Plusieurs raisons militent en faveur du rejet de cette initiative. Tout d'abord, elle nie toute valeur au travail et aurait de ce fait un effet dissuasif sur la volonté de travailler. Elle saperait la responsabilité individuelle. La Suisse a bâti sa prospérité sur le labeur et le génie de ses entrepreneurs. Quel message serait ainsi donné à la jeune génération en cas d'acceptation? Que l'on n'a pas besoin de se retrousser les manches pour obtenir un revenu! Accepter ce texte reviendrait en outre à faire fi du facteur intégrateur du travail au sein de la société.
Et s'il est bien connu que tout travail mérite salaire, tout salaire mérite travail!

De surcroît, cette initiative aurait un coût insupportable pour la collectivité, générant des dépenses que la Confédération évalue à plus de 200 milliards de francs par année. Elle induirait des hausses massives d'impôts, mettrait à mal notre système de prévoyance sociale, creuserait un trou béant dans les caisses publiques et menacerait la compétitivité de la place économique suisse. Le Conseil fédéral redoute à juste titre qu'une acceptation de ce texte provoque une diminution de la main-d'œuvre, notamment qualifiée. Avec, à la clé, des risques de délocalisations et, pour corollaire, un accroissement du travail au noir. En clair, l'instauration d'une telle rétribution déséquilibrerait dangereusement le marché de l'emploi.

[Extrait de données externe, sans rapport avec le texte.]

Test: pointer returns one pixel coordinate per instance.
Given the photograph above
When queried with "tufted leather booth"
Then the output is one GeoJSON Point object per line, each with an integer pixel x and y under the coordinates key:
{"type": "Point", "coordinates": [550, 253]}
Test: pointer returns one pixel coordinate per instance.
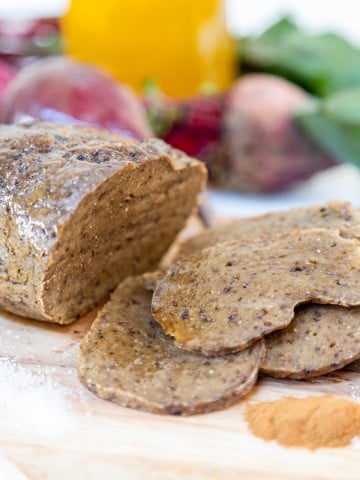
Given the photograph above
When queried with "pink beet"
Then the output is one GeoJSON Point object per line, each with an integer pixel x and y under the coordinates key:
{"type": "Point", "coordinates": [66, 91]}
{"type": "Point", "coordinates": [264, 151]}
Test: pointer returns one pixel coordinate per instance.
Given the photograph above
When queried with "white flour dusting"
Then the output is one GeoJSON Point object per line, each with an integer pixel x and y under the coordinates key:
{"type": "Point", "coordinates": [33, 403]}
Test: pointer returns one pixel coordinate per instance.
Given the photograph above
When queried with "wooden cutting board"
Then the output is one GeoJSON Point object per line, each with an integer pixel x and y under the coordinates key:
{"type": "Point", "coordinates": [51, 427]}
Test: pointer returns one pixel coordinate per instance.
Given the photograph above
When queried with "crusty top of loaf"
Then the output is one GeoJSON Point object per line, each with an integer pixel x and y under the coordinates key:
{"type": "Point", "coordinates": [46, 169]}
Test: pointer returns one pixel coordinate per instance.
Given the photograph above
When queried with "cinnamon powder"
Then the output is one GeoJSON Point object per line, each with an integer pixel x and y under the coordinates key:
{"type": "Point", "coordinates": [312, 422]}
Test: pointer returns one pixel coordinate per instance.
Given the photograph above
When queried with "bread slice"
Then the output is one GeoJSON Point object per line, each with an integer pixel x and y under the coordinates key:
{"type": "Point", "coordinates": [335, 215]}
{"type": "Point", "coordinates": [225, 297]}
{"type": "Point", "coordinates": [126, 357]}
{"type": "Point", "coordinates": [320, 339]}
{"type": "Point", "coordinates": [80, 210]}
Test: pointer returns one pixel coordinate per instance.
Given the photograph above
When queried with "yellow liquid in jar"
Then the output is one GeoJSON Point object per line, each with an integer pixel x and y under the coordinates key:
{"type": "Point", "coordinates": [181, 45]}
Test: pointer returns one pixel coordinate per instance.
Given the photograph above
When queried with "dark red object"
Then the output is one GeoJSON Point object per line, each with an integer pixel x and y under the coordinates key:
{"type": "Point", "coordinates": [65, 91]}
{"type": "Point", "coordinates": [7, 73]}
{"type": "Point", "coordinates": [197, 127]}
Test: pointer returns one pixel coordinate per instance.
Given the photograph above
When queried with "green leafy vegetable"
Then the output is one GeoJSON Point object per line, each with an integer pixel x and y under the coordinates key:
{"type": "Point", "coordinates": [322, 64]}
{"type": "Point", "coordinates": [334, 124]}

Ensuite, l'argument selon lequel le plein-emploi serait bientôt une vue de l'esprit en raison du progrès technique ne résiste pas davantage aux faits. Les avancées technologiques qui ont accompagné le développement de l'industrie au fil des décennies ont, bien au contraire, libéré les travailleurs des activités pénibles et répétitives. Le progrès a même accru leur bien-être sans causer pour autant une hausse du chômage.

Et ne soyons pas naïfs: s'il était accepté, ce revenu de base constituerait un appel d'air pour l'immigration à une époque où les flux migratoires sont loin d'être sous contrôle en Europe.

Difficile, enfin, d'imaginer que l'introduction du RBI susciterait des vocations bénévoles dans la mesure où son octroi n'est lié à aucune obligation. Et cela même si l'oisiveté lasse plus promptement que le travail.

Pour toutes ces raisons, il s'agira de glisser un non résolu dans l'urne le 5 juin prochain.

Claudine Amstein

Claudine Amstein est la directrice de la Chambre vaudoise du commerce et de l’industrie, depuis 2005. Après avoir été juriste et secrétaire générale de la Chambre vaudoise immobilière, elle en reprend la direction en 1993. Elle a été constituante au Grand Conseil vaudois, avant d’en être députée pendant dix ans. Elle est très engagée dans les associations faîtières de l'économie suisse.